# Homemade/Natural dyes for candles?



## FromScratchGirl

i will be making tallow candles soon and am curious about coloring them - can I use natural dyes such as paprika, cinnimon, sage,beets?

I've heard crayons are a no no for parrafin candles, but what about in tallow?


----------



## Wisconsin Ann

Crayons may not blend well with the tallow..dunno since I've never tried it! I HAVE used crayons for parrafin candles tho. not that I'd sell because it's kinda iffy on the color you get. what I do is melt the crayons first (and I use crayola, which are actually pretty intensely dyed) then pour the liquid crayon into the same temp parrafin

anyway. sage will give you a light greeny/grey color, paprika will do a brown, cinnamon a redbrown, beets...dunno about that. beet coloring is NOT light fast (will bleachout quickly) on fabric/wool even with mordanting...so I just don't know what will happen with tallow.

The problem with most of the natural substances for dying is that they're liquid or have some form of water in them. Try drying out beets..thin slices in a dehydrator, then pounded up fine...might work

You do know that tallow candles tend to go yellow quite quickly? and they smoke badly. It is quite accurate historically to mix tallow with beeswax (or wax from various berries) to get a better candle.

My best advice to you is to try small amounts of tallow with your various dye substances. check marigold petals perhaps, dried onion skins (nice yellow), even grass (think of those nasty grass stains you used to get on your pants!). Just be very careful with adding anything that has water in it to the hot tallow. 

hmmm. perhaps putting a substance like chopped beets in the tallow as it melts/processes would color the tallow, boil off the water as it melts....not a bad idea to try.


----------



## lickcreek

I would be concerned about how the little bits of cinnamon, beet, etc would affect the burning of the candle.

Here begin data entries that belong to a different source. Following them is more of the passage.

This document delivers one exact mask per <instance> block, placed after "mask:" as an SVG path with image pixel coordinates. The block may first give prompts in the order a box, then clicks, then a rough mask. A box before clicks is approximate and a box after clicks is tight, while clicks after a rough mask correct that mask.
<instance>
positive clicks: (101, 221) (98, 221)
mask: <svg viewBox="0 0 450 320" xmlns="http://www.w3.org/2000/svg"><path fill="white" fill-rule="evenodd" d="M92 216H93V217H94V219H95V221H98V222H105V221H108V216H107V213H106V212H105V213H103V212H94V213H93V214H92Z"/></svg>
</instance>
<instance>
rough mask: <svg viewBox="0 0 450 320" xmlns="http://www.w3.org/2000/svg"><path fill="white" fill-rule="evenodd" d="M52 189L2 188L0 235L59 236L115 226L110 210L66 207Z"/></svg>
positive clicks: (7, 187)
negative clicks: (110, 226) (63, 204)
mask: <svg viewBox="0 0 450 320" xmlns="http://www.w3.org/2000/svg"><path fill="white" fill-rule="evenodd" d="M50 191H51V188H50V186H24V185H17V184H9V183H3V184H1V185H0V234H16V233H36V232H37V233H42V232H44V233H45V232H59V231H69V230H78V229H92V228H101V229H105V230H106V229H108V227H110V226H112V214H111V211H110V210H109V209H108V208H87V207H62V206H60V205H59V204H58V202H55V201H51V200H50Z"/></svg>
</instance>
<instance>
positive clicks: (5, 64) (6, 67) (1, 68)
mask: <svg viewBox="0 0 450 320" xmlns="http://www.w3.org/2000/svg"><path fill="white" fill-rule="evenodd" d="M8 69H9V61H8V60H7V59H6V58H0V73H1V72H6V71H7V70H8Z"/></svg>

What happens when they get up against the wick? Could that be dangerous? I have seen instructions before for those "grubby" candles that get rolled in 
spices, and they always said to keep the spices away from the flame area because they would be a fire hazard.

Are you looking for something you can mix in the wax, or are you simply decorating the outside of the candle? Are these container candles, pillars or tapers? I hope you find a safe natural way to color your candles.


----------